Ордин-Нащокин-младший хоть на речных судах немного поплавал — на тех, что строили возле Царевиче-Дмитриева. Его батюшка мечтал закладывать на Двине и морские суда — устроил же герцог Якоб свои верфи на реке Виндаве, и эти верфи оказались верстах в трех от устья, и ничего — суда прекрасно входили и выходили, Двина же и шире, и глубже Виндавы. Воин Афанасьевич волей-неволей побывал и на легких быстроходных стругах, чья малая, менее сажени, осадка позволяла входить в любые реки и озера, и на галерах, которые были чуть поболее хорошего струга, имели осадку почти в сажень, но при этом в носовой части у них была надстройка, а под надстройкой — куршейная палуба, на которой можно было устанавливать орудия.

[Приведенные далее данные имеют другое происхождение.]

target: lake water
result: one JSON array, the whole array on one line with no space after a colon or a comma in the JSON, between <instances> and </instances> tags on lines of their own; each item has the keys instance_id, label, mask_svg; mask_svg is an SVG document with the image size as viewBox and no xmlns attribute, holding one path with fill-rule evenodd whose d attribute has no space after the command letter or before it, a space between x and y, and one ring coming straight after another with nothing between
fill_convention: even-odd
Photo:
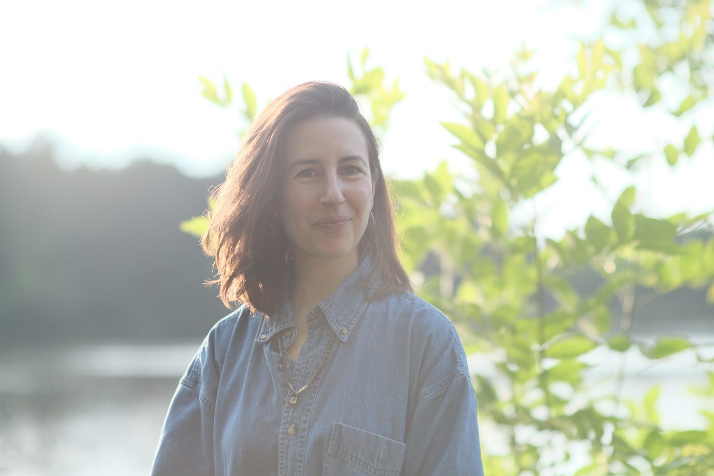
<instances>
[{"instance_id":1,"label":"lake water","mask_svg":"<svg viewBox=\"0 0 714 476\"><path fill-rule=\"evenodd\" d=\"M0 475L148 474L166 407L199 343L0 353ZM588 357L600 364L590 378L609 391L617 362ZM663 426L700 426L698 409L714 410L714 397L688 392L706 382L692 354L651 368L634 353L627 358L625 394L638 398L660 384ZM488 359L469 363L490 372Z\"/></svg>"}]
</instances>

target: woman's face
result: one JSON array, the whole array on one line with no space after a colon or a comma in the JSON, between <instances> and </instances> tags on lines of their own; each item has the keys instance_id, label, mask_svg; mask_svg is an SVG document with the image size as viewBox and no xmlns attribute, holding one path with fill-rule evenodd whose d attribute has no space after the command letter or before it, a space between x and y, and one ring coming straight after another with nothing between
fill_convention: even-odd
<instances>
[{"instance_id":1,"label":"woman's face","mask_svg":"<svg viewBox=\"0 0 714 476\"><path fill-rule=\"evenodd\" d=\"M279 213L293 260L356 265L375 191L364 135L350 119L318 117L298 123L286 139Z\"/></svg>"}]
</instances>

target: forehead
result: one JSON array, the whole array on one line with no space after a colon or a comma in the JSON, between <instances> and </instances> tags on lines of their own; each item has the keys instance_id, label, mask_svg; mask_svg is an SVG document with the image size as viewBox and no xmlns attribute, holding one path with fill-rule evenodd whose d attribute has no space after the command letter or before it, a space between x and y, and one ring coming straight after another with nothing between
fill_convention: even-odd
<instances>
[{"instance_id":1,"label":"forehead","mask_svg":"<svg viewBox=\"0 0 714 476\"><path fill-rule=\"evenodd\" d=\"M298 123L286 135L285 153L288 163L344 156L369 160L364 133L356 122L343 117L316 117Z\"/></svg>"}]
</instances>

А Васька Чертков разве что на лодке через Москву-реку переправлялся, и то ему плавание казалось страх каким опасным, ну как лодка перевернется и пойдешь на корм рыбам.
Воин Афанасьевич задумался. Если не считать Васькиного ужаса, мысль была подходящая — и тот товар, что он вез за пазухой, лучше доставить покупателю поскорее, а не ждать, пока вконец протухнет, и не мыкаться по лесам, пока посланные курляндским герцогом люди не изловят перебежчиков и не доставят их в Царевиче-Дмитриев.
Товар же был — государевы письма с наставлениями царевиче-дмитриевскому воеводе. Обстоятельства складывались так, что война, похоже, близилась к концу, умение Ордина-Нащокина вести переговоры государь оценил в полной мере, и эти наставления одному лишь Афанасию Лаврентьевичу предназначались, а никак не полякам, не шведам и не Якобу. Были они писаны затейным письмом, разгадать которое невозможно, — там каждая буква имела два, а то и три причудливых начертания, прорех же между словами не было вовсе. Ключ от тайнописи был в голове Воина Афанасьевича.
Кроме государевых писем за пазухой лежали и другие, не такие значительные.
— Но у нас других коней, кроме этих, нет, добрый человек, — сказал он. — Где взять других — не знаем, а до Либавы, я полагаю, не менее трехсот…
Тут он задумался, пытаясь перевести в голове русские версты в немецкие мили, и вспомнил, что миль этих существует несколько, о чем рассказывали иноземцы; поди знай, к которым привык торговец.
— Я берусь поменять ваших коней на других. Не бойтесь, я не конокрад, когда пойду к владельцу лошадей, оставлю в залог свой товар.
Торговец сдержал слово. Прежде всего он велел звать себя Герхардом. Затем часа через четыре привел к деревушке, посреди которой стояла церковь, велел ждать за околицей, а сам, как видели Васька и Воин Афанасьевич, привстав на стременах, к той самой церкви и направился. В ограде стоял домик — надо полагать, жилище священника. Туда Герхард и вошел.